Composted manure that reached proper temperatures during the composting process doesn’t carry the same pathogen risk, so these waiting periods are less of a concern.
Spreading on Pastures and Lawns
For pastures, the goal is usually to break up existing manure piles rather than hauling in new material. Horses and cattle deposit manure in concentrated spots, and livestock avoid grazing near those piles. Dragging the pasture with a homemade chain-link drag spreads those piles thin, exposes parasite eggs to sunlight and air (which helps kill them), and distributes nutrients more evenly across the grass.

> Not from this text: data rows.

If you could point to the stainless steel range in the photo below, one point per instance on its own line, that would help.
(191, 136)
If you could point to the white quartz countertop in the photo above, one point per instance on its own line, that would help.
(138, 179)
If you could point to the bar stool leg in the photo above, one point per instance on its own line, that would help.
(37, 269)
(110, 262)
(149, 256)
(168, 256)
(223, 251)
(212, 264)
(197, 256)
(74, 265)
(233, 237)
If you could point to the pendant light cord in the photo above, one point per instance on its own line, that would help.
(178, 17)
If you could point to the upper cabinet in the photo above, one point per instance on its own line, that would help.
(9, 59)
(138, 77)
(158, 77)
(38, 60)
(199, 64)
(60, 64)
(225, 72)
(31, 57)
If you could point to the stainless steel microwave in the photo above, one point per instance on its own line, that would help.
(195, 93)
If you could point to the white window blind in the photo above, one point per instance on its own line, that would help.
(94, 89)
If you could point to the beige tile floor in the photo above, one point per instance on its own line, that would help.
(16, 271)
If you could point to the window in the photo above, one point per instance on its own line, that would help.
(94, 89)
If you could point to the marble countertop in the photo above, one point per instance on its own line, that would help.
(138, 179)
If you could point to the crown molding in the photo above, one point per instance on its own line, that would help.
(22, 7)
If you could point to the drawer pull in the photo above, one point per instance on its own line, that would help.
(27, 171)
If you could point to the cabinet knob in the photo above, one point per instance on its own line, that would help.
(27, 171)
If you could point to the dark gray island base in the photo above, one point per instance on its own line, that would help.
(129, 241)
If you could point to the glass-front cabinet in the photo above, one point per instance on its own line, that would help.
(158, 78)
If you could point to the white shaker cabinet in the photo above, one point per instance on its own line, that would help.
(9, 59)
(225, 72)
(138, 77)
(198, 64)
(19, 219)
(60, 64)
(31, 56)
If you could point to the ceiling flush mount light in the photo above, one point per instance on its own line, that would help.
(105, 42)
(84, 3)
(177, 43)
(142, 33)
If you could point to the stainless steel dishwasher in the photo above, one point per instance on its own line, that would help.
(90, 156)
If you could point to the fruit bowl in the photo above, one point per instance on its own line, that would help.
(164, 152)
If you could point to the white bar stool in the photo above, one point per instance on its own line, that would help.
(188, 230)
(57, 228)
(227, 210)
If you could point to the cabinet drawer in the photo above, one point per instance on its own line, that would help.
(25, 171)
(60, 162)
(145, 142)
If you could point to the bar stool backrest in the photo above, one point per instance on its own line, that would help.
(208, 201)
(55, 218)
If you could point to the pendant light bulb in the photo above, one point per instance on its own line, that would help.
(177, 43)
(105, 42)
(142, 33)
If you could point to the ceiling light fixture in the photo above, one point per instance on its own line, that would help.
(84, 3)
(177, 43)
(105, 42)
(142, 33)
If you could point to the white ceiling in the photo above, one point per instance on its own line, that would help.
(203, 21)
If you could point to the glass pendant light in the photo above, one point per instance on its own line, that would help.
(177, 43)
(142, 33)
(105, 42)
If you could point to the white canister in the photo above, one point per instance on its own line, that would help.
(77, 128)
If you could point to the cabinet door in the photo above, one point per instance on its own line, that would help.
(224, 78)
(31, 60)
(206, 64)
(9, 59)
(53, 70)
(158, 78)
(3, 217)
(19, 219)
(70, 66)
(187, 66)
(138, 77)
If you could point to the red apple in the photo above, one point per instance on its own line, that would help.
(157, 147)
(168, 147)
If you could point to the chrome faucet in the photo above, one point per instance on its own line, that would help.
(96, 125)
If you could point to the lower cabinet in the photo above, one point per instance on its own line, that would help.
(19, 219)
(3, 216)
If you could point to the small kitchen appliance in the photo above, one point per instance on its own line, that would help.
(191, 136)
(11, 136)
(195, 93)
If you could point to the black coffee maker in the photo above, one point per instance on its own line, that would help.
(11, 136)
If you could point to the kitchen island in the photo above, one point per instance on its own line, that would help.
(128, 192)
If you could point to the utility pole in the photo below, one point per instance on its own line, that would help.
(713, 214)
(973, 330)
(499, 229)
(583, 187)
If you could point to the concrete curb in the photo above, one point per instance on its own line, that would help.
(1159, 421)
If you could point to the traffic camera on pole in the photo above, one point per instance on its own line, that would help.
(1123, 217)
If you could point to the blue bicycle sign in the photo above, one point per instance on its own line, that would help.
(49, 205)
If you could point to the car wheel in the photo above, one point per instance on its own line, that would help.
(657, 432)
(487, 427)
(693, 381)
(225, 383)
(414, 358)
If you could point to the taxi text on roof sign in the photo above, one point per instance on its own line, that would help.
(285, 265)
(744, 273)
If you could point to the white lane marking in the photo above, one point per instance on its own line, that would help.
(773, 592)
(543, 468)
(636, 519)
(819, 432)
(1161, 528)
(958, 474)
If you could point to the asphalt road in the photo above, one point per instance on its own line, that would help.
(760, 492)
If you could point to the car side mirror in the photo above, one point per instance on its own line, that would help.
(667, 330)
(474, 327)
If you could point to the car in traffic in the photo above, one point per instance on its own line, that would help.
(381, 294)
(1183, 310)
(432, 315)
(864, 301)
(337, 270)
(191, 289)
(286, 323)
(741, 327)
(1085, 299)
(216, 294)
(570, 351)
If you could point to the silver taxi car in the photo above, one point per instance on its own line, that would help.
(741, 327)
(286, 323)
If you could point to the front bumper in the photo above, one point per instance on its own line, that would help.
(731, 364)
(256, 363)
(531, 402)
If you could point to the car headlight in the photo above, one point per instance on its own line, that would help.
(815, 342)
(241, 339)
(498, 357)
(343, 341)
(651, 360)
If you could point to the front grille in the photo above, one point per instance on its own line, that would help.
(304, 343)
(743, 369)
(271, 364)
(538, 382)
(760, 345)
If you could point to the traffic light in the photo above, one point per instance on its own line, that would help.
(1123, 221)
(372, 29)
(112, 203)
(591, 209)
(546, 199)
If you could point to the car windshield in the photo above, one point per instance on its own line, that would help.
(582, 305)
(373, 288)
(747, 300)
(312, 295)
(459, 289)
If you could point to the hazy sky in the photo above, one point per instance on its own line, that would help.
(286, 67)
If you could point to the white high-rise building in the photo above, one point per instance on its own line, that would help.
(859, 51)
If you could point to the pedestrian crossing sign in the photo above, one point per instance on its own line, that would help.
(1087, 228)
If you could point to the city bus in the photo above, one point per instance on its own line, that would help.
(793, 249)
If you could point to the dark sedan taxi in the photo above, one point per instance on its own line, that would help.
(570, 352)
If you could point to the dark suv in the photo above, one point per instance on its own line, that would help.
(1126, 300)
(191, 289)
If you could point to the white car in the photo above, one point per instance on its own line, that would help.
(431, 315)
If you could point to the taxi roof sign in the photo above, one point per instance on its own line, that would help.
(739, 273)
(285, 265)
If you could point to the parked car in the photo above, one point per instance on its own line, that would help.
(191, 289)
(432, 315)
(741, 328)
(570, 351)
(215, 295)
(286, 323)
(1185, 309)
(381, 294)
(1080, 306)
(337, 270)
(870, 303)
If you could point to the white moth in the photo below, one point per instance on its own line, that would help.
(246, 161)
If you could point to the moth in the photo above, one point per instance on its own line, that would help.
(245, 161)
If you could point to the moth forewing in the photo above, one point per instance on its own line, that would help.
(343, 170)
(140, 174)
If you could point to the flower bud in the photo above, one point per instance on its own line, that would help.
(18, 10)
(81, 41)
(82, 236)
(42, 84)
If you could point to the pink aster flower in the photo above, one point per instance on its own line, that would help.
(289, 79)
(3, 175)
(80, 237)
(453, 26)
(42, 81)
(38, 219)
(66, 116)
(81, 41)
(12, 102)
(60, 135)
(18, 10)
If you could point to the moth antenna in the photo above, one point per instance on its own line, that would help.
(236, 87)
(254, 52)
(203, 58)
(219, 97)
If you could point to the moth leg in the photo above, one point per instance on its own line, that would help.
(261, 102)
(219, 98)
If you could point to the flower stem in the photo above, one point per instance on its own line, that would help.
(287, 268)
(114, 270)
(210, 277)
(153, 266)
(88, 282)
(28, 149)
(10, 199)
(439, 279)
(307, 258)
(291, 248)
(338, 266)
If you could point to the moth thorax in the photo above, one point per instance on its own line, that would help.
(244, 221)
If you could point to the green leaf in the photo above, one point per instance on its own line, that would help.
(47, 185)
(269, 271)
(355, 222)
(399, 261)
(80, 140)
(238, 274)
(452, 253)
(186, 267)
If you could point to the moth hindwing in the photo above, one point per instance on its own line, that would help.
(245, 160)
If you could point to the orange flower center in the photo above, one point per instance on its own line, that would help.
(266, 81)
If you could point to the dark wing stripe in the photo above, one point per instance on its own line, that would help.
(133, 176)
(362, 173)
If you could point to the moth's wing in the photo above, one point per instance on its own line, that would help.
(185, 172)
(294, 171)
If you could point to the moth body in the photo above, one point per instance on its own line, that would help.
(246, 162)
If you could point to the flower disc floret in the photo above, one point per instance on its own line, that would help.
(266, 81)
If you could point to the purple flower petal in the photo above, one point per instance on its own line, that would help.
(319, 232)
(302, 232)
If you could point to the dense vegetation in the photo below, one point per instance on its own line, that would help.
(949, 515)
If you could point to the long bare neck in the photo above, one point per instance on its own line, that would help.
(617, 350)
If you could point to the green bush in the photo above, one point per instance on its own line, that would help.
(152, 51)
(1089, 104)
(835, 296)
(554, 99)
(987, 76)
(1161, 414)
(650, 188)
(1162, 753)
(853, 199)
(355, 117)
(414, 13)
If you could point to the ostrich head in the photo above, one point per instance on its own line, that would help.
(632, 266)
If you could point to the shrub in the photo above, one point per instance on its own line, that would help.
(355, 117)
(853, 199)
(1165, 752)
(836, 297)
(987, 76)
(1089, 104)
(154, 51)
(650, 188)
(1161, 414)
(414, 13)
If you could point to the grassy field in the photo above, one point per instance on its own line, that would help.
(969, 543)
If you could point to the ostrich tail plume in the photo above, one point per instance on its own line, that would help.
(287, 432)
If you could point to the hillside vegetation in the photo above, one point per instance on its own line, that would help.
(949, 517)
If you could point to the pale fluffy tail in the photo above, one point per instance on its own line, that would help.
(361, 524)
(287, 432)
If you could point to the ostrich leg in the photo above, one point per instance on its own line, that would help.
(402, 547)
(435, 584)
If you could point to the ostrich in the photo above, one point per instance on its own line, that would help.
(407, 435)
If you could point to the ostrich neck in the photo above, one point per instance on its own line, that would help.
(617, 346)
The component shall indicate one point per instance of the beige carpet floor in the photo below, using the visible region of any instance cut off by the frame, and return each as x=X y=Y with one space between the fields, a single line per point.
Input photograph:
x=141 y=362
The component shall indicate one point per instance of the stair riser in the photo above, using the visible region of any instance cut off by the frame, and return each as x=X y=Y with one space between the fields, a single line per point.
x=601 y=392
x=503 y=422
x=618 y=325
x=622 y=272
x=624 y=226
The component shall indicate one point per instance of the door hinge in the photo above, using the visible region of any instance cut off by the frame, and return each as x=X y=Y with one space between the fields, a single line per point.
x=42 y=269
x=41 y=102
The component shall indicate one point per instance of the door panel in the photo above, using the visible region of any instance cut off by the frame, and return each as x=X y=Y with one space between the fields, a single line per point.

Drag pastures during hot, dry weather when possible. Parasite larvae survive better in cool, moist conditions, so spreading manure thin on a sunny day maximizes die-off. Avoid dragging right before rain, which can wash nutrients into waterways and create muddy conditions that help parasites thrive.
For lawns, apply a thin layer of composted manure (no more than a quarter inch) and rake it into the grass so the blades poke through. This is essentially top-dressing. A leaf rake works well for this since it won’t dig into the turf. Water lightly afterward to start moving nutrients into the root zone and reduce any lingering smell.
Tips to Make the Work Easier
Manual manure spreading is heavy, repetitive labor, so a few practical choices can save your back. Use a two-wheeled garden cart instead of a single-wheel wheelbarrow. It’s more stable on uneven ground and you can load it heavier without tipping. If you only have a wheelbarrow, fill it about two-thirds full to keep it manageable.
Wet manure is dramatically heavier than dry. If you have the option, let fresh manure dry for a few days in a pile before spreading. You’ll move the same volume with considerably less effort. Composted manure is the lightest option overall because the composting process burns off moisture and organic matter, reducing both weight and volume.
Work in the early morning or on overcast days to avoid heat exhaustion, especially in summer. And if you’re applying fresh manure, the cooler temperatures also slow nitrogen loss to the air, giving you a wider window to get it incorporated before those nutrients volatilize.